Ursula K.Le Guin, evet mitlerin ve bilimkurgunun karaliçesidir hatta okuduğumuz pasajlardan, bunun kabulünün insanlık için zor olduğunu anlatır. Fakat daha önemli bir sorun vardıysa o da bir kadının bilimkurgu / fantastik türde yazıyor olmasıdır. Bu diğer bir kabul edilemez sorundur onun için
"Para kazanın. Kendinize ait bir oda ve boş zaman yaratın. Ve yazın, erkekler ne der diye düşünmeden yazın KADINLAR."

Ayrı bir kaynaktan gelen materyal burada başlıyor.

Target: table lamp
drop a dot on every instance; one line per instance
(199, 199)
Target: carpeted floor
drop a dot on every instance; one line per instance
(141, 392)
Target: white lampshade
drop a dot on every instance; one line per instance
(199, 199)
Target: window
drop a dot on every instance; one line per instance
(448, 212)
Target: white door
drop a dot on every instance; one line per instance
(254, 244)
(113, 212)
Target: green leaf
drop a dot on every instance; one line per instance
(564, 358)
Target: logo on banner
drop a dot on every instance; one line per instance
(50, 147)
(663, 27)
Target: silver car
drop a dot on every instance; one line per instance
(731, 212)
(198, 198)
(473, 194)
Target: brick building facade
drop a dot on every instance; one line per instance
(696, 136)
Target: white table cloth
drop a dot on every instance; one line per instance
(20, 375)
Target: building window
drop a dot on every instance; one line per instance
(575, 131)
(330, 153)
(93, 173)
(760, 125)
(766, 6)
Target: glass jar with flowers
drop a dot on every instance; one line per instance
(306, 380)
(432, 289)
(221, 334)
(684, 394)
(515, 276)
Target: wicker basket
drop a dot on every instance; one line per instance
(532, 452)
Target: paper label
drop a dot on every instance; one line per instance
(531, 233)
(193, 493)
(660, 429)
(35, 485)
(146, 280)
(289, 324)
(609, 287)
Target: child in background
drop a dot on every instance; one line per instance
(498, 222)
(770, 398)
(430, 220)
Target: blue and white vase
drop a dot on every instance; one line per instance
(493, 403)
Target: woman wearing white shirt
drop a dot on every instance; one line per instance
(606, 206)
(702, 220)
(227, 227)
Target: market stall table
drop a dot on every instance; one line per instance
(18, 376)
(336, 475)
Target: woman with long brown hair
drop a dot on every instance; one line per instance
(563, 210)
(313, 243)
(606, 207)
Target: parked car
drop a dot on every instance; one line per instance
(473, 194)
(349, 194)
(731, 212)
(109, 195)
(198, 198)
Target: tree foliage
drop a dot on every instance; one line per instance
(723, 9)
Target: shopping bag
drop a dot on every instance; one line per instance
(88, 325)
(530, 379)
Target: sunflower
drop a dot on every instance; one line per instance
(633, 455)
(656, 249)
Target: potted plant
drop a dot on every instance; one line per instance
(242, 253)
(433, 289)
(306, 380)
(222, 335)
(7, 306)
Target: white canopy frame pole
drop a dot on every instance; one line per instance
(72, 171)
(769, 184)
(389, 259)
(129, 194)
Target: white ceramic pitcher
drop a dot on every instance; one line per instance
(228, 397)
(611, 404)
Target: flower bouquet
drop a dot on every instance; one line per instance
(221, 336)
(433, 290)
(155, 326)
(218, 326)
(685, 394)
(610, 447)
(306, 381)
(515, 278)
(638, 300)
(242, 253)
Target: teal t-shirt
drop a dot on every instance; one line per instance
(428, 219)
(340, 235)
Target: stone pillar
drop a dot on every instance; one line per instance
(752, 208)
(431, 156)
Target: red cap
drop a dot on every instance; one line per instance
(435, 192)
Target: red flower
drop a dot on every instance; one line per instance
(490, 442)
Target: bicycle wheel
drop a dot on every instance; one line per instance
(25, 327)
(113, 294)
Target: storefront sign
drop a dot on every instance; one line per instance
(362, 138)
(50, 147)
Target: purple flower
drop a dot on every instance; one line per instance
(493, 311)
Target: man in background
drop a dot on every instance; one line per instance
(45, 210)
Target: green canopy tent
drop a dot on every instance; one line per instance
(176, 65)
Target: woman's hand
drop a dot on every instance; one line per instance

"...Yazmak her şeyin içindeydi. Ama bu yüzden her şeye tâbiydi de, herhangi küçük bir zorunluluk için bir kenara itilebilirdi. Kendine ait bir masam yoktu, içinde çalışabileceğim bir odam hiç yoktu. Defterim elimde tüm aileye ait masanın bir köşesinde otururdum, her şey sanki ben kitap yazmıyormuşum da gömlek dikiyormuşum gibi olup bitmeye devam ederdi... Annem daima elinde örgüsü oturur, orada kim varsa onunla konuşurdu. Ben de konuşmadan payımı alır, hiçbir şey olmuyormuş gibi bir yandan da hikâyeme devam ederdim."
"Bana gelince: diyor Ursula K. Le Guin, Üç çocuk doğurup yaklaşık yirmi kitap yazarak (Tanrı'ya şükür tersi olmadı) "ya kitap ya bebek" kuralına alenen karşı çıktım. Irk, sınıf, para ve sağlığın getirdiği talihle çifte ip cam bazlığını yapabildim, özellikle de eşimin desteği sayesinde."
"Katil budur: Erkeğin, kadının kendi hizmetine, onun için, onun bedenini, onun rahatını, onun çocuklarını beslemeye yönelik olmadan yaptığı herhangi bir şeye karşı genellikle duyduğu, duyması mazur görülen, duyması öğretilen öldürücü kin, haset, kıskançlık, garez."